Many times I'll switch to an alternatiing diet where one day it will be protein/fat......then another protein/vegetables (very little fat). The great thing about the body and fat is that ESSENTIAL FATTY ACIDS can be stored in the muscle for several days, up to 2 weeks......therefore, once an adequate storehouse of Essential Fats are built up, the body can be "tortured" a little and it still won't give up muscle (that's assuming you're still taking in adequate protein. Protein can't be stored).

1oz almonds equals 6g carbs (2 of those grams are fiber) and 2oz equals 12g of carbs.

With the beef meal (any fatty protein meal), you should have the green salad with 1 tablespoon of Olive or Mac oil INSTEAD of the nuts. Only eat the nuts with the LEAN PROTEIN MEAL (chicken, turkey, lean fish)

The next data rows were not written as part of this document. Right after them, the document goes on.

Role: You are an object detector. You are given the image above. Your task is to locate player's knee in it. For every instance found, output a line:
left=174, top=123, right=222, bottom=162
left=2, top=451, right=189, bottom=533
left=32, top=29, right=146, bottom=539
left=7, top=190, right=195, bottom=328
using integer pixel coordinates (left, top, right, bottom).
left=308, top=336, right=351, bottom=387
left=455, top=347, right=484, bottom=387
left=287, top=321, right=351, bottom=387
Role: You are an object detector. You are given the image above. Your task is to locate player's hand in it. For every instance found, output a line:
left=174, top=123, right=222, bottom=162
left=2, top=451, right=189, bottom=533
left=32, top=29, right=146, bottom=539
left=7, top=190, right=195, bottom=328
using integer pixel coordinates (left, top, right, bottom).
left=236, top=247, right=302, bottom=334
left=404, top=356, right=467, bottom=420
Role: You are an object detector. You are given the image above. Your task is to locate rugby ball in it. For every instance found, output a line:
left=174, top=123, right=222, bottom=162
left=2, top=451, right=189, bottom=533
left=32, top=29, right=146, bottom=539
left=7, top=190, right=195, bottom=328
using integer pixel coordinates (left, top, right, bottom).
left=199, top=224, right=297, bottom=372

The best fat sources come from the essential fatty acids-- Omega-6 and Omega-3's. Most of us get plenty of Omega-6s from cooking oils, ect..........however the Omega-3's are harder to get. I recommend WHOLE OMEGA-3 EGGS, FaTTY FISHS like SALMON and SWORDFISH and TUNA and MACKEREL, ALMONDS and WALNUTS have some OMEGA-3's (as well as OMEGA-6s). ANother great fat source is MONOUNSATURATES such as EXTRA VIRGIN OLIVE OIL and MACADAMIA NUT OIL.....they aren't essential but they are great for the metabolism (great source of energy) and they are extremely good for your heart.

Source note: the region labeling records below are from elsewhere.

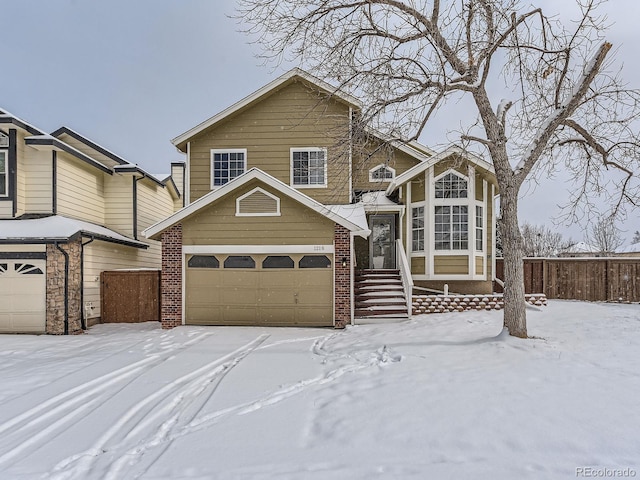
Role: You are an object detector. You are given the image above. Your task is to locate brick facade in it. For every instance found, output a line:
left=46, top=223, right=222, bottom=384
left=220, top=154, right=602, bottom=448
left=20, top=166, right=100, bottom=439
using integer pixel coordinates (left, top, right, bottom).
left=333, top=223, right=351, bottom=328
left=45, top=239, right=83, bottom=335
left=160, top=224, right=182, bottom=329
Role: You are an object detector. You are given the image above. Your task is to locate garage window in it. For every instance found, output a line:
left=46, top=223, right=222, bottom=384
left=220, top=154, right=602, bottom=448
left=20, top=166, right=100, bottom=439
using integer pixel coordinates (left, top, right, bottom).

You're not getting any indirect sources of carbs (just from the 1 spoonful of PB.... you may want to have at least one 1/3cup nuts meal. Remember, Olive or Macadamia nut oil is predominantly a MONOUNSATURATED FAT (good for the heart, but not essential)........ the nuts, and fish oil have the essential fats in them. Also, with regard to FLAX SEED OIL, the OMEGA-3 Fatty Acids found in them (alpha-linolenic acid) has a very poor conversion to DHA and EPA (Essential Omega-3 intermediates) in the HUMAN........therefore, you're much better off taking in FISH OILS (that already contain DHA/EPA) than FLAX SEED OIL.

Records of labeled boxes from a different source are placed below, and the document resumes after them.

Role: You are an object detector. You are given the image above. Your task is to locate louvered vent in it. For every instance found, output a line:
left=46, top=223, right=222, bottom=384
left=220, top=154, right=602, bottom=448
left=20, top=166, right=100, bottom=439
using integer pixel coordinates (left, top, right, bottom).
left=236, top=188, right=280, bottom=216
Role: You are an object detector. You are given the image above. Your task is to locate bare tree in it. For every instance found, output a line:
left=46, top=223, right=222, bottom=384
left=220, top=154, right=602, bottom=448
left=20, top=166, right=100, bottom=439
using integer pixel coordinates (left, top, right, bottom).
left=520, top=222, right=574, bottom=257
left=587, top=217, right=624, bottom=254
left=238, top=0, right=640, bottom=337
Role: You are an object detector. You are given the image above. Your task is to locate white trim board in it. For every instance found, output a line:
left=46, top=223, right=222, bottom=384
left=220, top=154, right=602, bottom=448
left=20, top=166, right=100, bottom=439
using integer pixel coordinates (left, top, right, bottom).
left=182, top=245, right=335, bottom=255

Once fat loss slows, I always increase cardio first, then I increase the amount of fat burners (clen, cytomel, lipolyze).........After those other methods are exhausted, only then, do I play with the diet.

Always eat BEFORE lifting........never BETWEEN lifting and cardio.


*Artificial Sweetners:*




The artificial sweetener itself (eg. aspartame, sucralose) wont cause a problem. It's what some companies complex it with. For example, EQUAL and SPLENDA combine their aspartame and sucrolose with 1g of maltodextrin........whereas, in diet drinks, they don't do that. So, diet drinks are okay, SPLENDA and EQUAL must be used in moderation (STEVIA BALANCE is fine though since they use inulin fiber instead of maltodextrin


*Forget using:*




-MCT's are a waste when you're dieting. If you're gonna use FATS for an energy source, they might as well serve a function in the body. MCTs are useless. They can only serve as a source of energy!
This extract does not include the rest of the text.